The 90s golden era is largely an invention of nostalgia and there’s plenty of cringeworthy examples from the past too, but it’s undeniable that budget cuts have impacted the quality of music videos. The days of feeding supermodels champagne by the crate during a million dollar trip to the Trinidad Carnival are long gone. But money shouldn’t limit creativity. The best clips can be shot with no budget on a stolen camcorder or a third-hand smartphone. Chief Keef rapping in his mother’s kitchen or flashing a UZI is more exciting than French Montana dapping Rick Ross for the sixth time.

A depressingly relevant illustration is Juicy J’s single “Ice.” The uninspired video fails to capitalise on three of the most charismatic major players in rap. The legendary Memphis misogynist rhyming alongside Dungeon Family’s emotional cyborg Future and the A$AP Mob’s sole creative Ferg sounds vibrant in theory. Unfortunately the clip, which premiered on Worldstar, doesn’t feature a frostbitten Future surrounded by mean-mugging snowmen. Cold, sterile and coma inducing, it barely packs anything interesting at all.

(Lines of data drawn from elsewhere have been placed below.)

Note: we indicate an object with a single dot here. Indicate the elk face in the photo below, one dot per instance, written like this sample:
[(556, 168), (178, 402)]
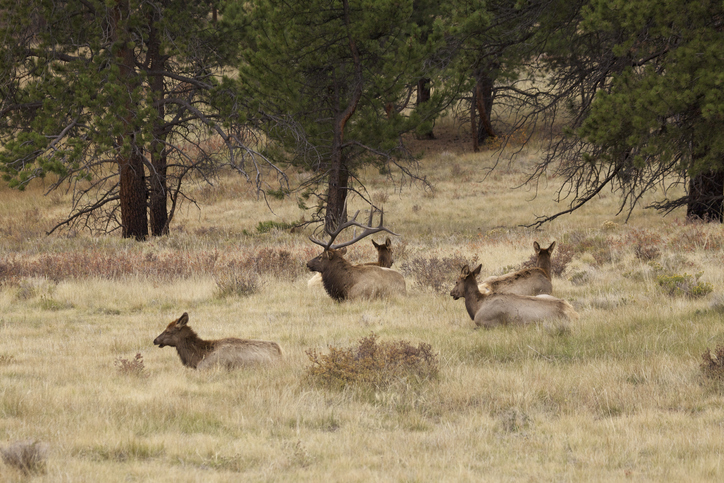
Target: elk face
[(466, 277), (384, 253), (325, 259), (170, 336)]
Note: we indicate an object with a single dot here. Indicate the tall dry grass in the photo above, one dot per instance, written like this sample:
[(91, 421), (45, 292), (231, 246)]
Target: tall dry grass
[(618, 395)]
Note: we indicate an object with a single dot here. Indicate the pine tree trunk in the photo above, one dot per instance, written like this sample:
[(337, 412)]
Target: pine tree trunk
[(158, 183), (484, 104), (706, 192), (423, 95), (134, 219)]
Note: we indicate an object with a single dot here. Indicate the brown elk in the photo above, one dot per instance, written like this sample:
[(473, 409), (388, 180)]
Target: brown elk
[(528, 281), (384, 260), (344, 281), (490, 309), (204, 354)]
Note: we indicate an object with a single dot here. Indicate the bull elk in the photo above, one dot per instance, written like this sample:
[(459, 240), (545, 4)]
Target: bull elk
[(490, 309), (204, 354), (344, 281), (528, 281), (384, 259)]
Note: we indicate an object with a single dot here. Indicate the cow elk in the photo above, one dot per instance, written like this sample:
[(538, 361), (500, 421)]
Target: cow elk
[(226, 353), (384, 260), (345, 281), (528, 281), (490, 309)]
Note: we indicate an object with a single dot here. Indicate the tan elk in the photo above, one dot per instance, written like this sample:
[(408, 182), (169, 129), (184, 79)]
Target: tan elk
[(204, 354), (384, 259), (528, 281), (490, 309), (345, 281)]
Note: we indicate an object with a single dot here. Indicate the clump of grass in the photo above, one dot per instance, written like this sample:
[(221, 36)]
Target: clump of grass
[(372, 363), (267, 226), (231, 283), (436, 274), (712, 364), (646, 244), (26, 456), (133, 367), (684, 285)]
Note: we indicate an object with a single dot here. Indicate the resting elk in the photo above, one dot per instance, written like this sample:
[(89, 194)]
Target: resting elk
[(490, 309), (528, 281), (384, 259), (344, 281), (204, 354)]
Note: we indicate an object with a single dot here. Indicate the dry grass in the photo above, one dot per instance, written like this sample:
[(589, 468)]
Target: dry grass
[(621, 394)]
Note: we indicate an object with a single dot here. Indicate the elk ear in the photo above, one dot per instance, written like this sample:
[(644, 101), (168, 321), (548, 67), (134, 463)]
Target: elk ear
[(183, 320)]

The trio unexplainably recite verses in a disused warehouse and on neon lit stairs. They fulfil the metaphor of wearing diamond-frosted jewellery (ice, geddit?) and for some reason lingerie babes pose seductively between scenes. In a storyboard that any armchair rap fan would have conjured in five minutes, the only quirky surprise is Juicy’s Brazzers t-shirt and a quick glimpse of celebrity jeweller TV Johnny.

Posted on popular blogs and delegated to page two within half a day, a new uninspired video is released as quickly as yesterday’s is forgotten. Nicki Minaj’s cartoonish booty showcase “Anaconda” sabotages attempted creativity by including excessive product placement. The hypersexual clip randomly features dancers in front of a huge sign for fruit-infused Moscato brand MYX Fusions, the detox tea MateFit, a Beats Pill speaker and VSX workout gear.

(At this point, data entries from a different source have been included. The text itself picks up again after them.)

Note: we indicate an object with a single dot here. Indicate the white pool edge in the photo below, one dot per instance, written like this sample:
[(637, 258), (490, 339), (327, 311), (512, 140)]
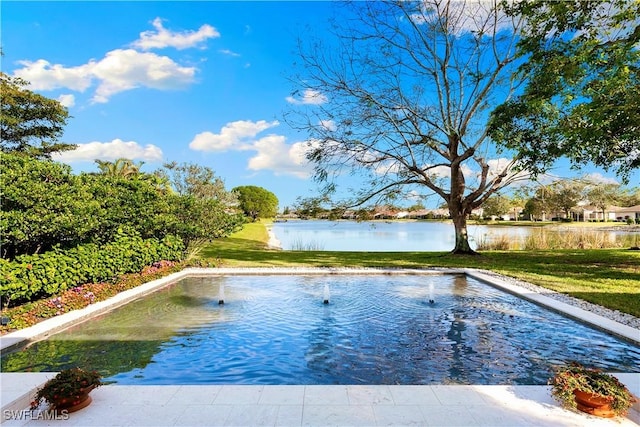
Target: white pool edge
[(50, 326)]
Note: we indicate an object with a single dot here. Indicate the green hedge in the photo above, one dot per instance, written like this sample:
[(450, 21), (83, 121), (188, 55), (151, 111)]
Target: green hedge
[(29, 277)]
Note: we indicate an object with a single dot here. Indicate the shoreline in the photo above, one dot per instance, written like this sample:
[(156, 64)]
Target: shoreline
[(273, 242)]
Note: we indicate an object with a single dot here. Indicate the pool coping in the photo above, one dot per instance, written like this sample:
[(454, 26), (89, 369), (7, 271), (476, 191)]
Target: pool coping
[(50, 326), (29, 381)]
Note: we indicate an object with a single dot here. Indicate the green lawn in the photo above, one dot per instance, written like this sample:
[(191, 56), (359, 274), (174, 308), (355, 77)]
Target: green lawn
[(608, 277)]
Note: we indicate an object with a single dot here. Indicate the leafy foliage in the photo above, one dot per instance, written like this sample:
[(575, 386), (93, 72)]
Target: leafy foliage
[(590, 380), (30, 123), (582, 97), (67, 387), (402, 100), (257, 202), (43, 204), (33, 276)]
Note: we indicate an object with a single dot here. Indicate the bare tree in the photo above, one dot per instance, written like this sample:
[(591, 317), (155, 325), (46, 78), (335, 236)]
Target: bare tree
[(400, 103)]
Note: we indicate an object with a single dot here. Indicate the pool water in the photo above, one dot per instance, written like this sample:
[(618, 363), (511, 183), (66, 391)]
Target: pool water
[(377, 329)]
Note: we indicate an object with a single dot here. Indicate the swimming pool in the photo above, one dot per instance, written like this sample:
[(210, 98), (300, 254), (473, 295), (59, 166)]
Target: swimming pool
[(379, 329)]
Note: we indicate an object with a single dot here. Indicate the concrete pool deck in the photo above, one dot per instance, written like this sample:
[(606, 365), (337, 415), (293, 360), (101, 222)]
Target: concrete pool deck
[(240, 405), (310, 405)]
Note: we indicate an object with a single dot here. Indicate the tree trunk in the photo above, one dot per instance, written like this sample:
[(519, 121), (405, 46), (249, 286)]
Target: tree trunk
[(462, 238)]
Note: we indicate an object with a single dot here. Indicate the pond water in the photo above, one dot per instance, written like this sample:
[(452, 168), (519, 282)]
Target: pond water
[(401, 236), (276, 329)]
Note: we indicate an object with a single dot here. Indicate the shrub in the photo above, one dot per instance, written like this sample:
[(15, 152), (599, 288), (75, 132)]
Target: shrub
[(35, 276)]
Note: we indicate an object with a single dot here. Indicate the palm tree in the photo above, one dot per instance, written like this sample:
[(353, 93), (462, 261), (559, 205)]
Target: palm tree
[(121, 167)]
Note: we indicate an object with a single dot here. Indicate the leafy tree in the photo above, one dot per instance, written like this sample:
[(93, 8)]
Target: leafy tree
[(43, 205), (136, 203), (201, 206), (630, 197), (196, 220), (257, 202), (603, 196), (496, 205), (565, 196), (310, 207), (121, 167), (534, 208), (582, 98), (407, 87), (30, 123), (198, 181)]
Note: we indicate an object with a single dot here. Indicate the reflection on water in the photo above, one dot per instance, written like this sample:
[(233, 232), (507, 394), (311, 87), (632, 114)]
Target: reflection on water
[(375, 330), (410, 236)]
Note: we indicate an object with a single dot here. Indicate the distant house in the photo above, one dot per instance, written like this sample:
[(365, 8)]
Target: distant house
[(611, 213)]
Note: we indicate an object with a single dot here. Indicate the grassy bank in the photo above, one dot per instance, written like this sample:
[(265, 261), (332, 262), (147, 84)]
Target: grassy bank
[(608, 277)]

G-Unit might have gone independent, but they’re not doing much better. On recent track “Watch Me,” Eif Rivera resorts to his familiar method of using quick cut scene changes to disguise zero interesting concepts. Nausea inducing editing can’t compensate for the rapping in a hallway cliché or the cheesy drummer pretending to play the “rock inspired” beat.

Some modern artists do get it right though. Missy Elliot, involved in some of the most bizarre and well-choreographed visuals of all time, has recently directed two great flicks for her artist Sharaya J. Vice nailed a potential video of the year for Action Bronson’s “Easy Rider”.

What most rap videos are missing is some unpredictability – a cool surprise or the willingness of the director to push the artist to do something different. Despite our unlimited appetite for content, some images don’t fade once the press cycle is finished. We remember Ghostface’s hat, T.I rapping in front of Shawty Lo’s projects and Pimp C burning dollar bills. Music videos should be treated as an art form not a necessary rehash of the same ideas.